Блог пользователя majk

Автор majk, 6 лет назад, По-английски

I realised I have too much contribution anyway, so I write this blog about G of today's contest.

This problem was plagued by technical issues from start to finish. When you read some of them, you will probably ask yourself how the hell did I get red in the first place.

Originally, the problem had n a product of just 2 primes. We then decided to raise it up to 10 primes. I was really confused that I had two types of runs — either they passed with runtime 30ms, or they got TLE or ILE. I added time measurement to the interactor itself, and found out that the 30ms solutions in fact took more than couple seconds to run. The same solutions reported run time of couple seconds in Gym contest that we used for testing. During post contest discussions with MikeMirzayanov I realised that I still don't understand how Polygon and Codeforces measure time for interactive problems.

I am not the fastest duck in the pond, so I investigated my Tonelli Shanks implementation for bugs, found and fixed a couple, but it was still too slow. Only at this point I actually calculated the number of operations needed to find a square root modulo a prime and facepalmed. I realised that only about 10 queries can fit into time limit in the worst case. 10 queries were too few to achieve reasonable success probability even for 2 prime factors.

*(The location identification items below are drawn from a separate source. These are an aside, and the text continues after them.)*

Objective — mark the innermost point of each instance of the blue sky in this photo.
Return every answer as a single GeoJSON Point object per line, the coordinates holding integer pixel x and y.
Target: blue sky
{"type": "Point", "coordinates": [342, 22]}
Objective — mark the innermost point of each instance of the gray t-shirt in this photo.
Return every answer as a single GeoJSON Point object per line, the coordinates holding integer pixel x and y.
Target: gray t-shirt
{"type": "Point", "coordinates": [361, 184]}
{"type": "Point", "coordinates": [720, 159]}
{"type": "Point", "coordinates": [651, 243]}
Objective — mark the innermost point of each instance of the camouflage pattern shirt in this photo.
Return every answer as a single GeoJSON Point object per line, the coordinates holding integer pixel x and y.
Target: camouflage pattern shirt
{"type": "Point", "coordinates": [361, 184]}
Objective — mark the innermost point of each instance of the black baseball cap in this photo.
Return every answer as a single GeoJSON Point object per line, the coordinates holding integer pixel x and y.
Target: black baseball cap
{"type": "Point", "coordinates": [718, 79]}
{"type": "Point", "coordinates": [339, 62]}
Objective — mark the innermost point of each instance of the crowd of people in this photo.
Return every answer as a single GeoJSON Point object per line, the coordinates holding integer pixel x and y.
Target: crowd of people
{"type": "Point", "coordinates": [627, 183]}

Luckily, if the prime is of format 4k + 3, one can find the square root with just 1 modular exponentiation instead of 5 - 10 for Tonelli Shanks solving the general case. So the problem was changed to only support these primes, the TL and success probability was suddenly more than enough.

We made a way for the contestants to understand the implications of the runtime of the interactor, and were happy with the problem. Oh, how wrong we were! (Side note: After the contest, Mike suggested a better way of doing that, and I will change the problem for practice using this suggestion.)

Fast forward to contest — there is a crashing solution of Shik getting TLE on interactor. I don't see the interaction log in CF interface, so at first glance it seemed to me that he simply used too many queries and the time accumulated. Mike proved me wrong, as his logs showed that my interactor never returned answer to some of the queries.

I took the test case and the queries and modified the interactor so that it just uses stdin/stdout, and I can test and debug it manually outside of Polygon. For some strange reason the GCD was not returning the answer in a timely manner.

In the ensuing chaos we misjudged the situation and introduced the query limit of 100, but it only made matters worse.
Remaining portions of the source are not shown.